There are two buttons in the top right corner of the console: the one on the left copies the output to buffer, while the one on the right minimises/expands the window.

Running a program¶

To help you start, let's look in more detail at a couple of built-in code examples. Click on the "burger" menu in the top right corner of the canvas to get a list of pre-installed programs.

Example 1. Fibonacci numbers¶

This is the simplest program to showcase the capabilities of MiRoCode as a programming tool. When you click on Play on the simulator panel, this program simply prints out a sequence of Fibonacci numbers in the terminal below.

Make note of the Program Start block, which serves as an entry point for any program. It has two settings: Position Correction and Cliff Reflex. The former tries to make sure MiRo is following movement commands precisely, while the latter prevents MiRo from driving of a cliff (most of the time!).

Example 2. Clap then nod¶

In this example the MiRo is nodding its head upon hearing a clap. You can produce a clap by clicking on the corresponding button.

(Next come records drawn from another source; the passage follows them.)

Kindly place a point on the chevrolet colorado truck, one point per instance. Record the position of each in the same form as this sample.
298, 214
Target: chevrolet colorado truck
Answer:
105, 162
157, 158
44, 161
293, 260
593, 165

This example is interesting because it showcases blocks from different groups: loop control, time control, sensors, speaker, actuation and finally some custom Python blocks with commands for printing in the console.

Further examples¶

Have a look at the remaining built-in programs:

edelweiss.mirocode
square_dance.mirocode
whos_there.mirocode

(Or just proceed further if you're feeling bold!)

Making your own program¶

Now it's time to try making your very own program, see if you can implement some of the ones given below?

The process is simple: drag-and-drop the required blocks on the canvas, connect them in the way that fits the logic of your program and change the values in the blocks to those that you require. Easy!

Once you're happy with the result, click Play on the simulator control panel to run your program.

Tip

Remember to save your MiRoCODE programs on your laptop regularly.
If you are using a University laptop, we advise you to create a separate COM1005 folder on your student U: drive for this purpose.

Exercise 1. Clapper control¶

Using claps to control the duration of MiRo's actions, program a sequence of movements to drive MiRo from its starting position into a stack of cans on the left. Boom!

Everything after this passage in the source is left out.